In summary, the EGF/ErbB family of receptor tyrosine kinases has been shown to play a key role in normal ovarian follicle development, and cell growth regulation of the ovarian surface epithelium. Disregulation of these normal growth regulatory pathways, including overexpression and/or mutation of EGFR/ErbB receptor family members, as well as elements of their downstream signalling pathways, have been shown to contribute to the etiology and progression of epithelial ovarian cancer. It is, therefore, not surprising that these gene products, and their related soluble receptor isoforms may have clinical utility as tumor and/or serum biomarkers of disease activity. Moreover, since several of these soluble receptor isoforms have potent growth inhibitory activity, and are naturally occurring in the circulation, they are ideal candidates for the development of novel therapeutics for the treatment of ovarian cancer patients.

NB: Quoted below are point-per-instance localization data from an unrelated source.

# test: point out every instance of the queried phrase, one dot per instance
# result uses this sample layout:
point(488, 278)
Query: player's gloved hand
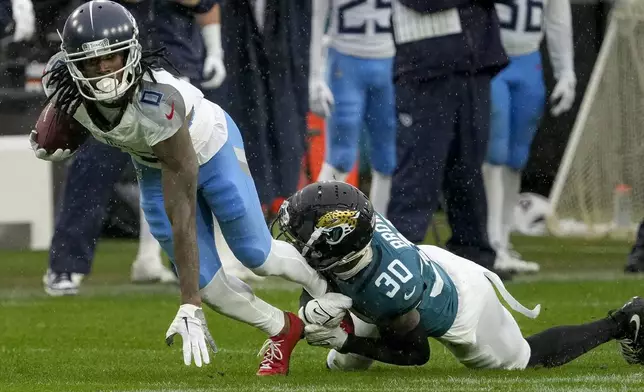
point(328, 310)
point(320, 96)
point(214, 70)
point(190, 323)
point(321, 336)
point(563, 96)
point(24, 19)
point(41, 153)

Monoclonal antibodies specific for peptide epitopes of the epidermal growth factor receptor's extracellular domain.

The ErbB tyrosine kinase receptor family plays an important role in normal cellular growth and differentiation. In addition, ErbB receptor family members are commonly amplified and overexpressed in various human neoplasms and tumor-derived cell lines, where it is believed that increased signalling as a result of receptor overexpression may play an important role in oncogenesis. Consequently, ErbB receptor family members are being investigated rigorously as potential biomarkers of cancer and as therapeutic targets in malignant tissues. Numerous studies now demonstrate the existence of "soluble" ErbB (sErbB) analogs in normal and cancerous tissues. These sErbB proteins embody the extracellular domain (ECD) of the receptor only; they are generated by either proteolytic cleavage or from truncated, alternatively spliced mRNA transcripts. Recently, we have identified an alternate transcript of the human c-erbB1 (Epidermal Growth Factor Receptor) proto-oncogene from placenta that encodes a sErbB1 protein of 60-kDa. This protein, p60 sErbB1, is glycosylated and secreted when expressed in transfected tissue culture cells in vitro. Although "soluble" receptor analogs may play important physiological roles in intercellular communication, tissue morphogenesis, tissue regeneration and repair, and embryogenesis by inhibiting or stimulating specific mitogenic and pattern forming signals, their mechanism of action has not been thoroughly elucidated. To further characterize sErbB1 expression in human tissues and cell lines and to better understand their role in carcinogenesis and normal development, we have generated monoclonal antibodies (MAbs) toward specific peptide epitopes of ErbB1 extracellular subdomains III and IV. These antibody reagents are described here and should be useful experimental, preparative, analytical, diagnostic, and therapeutic reagents for the study of sErbB1 molecules in normal development and cancer.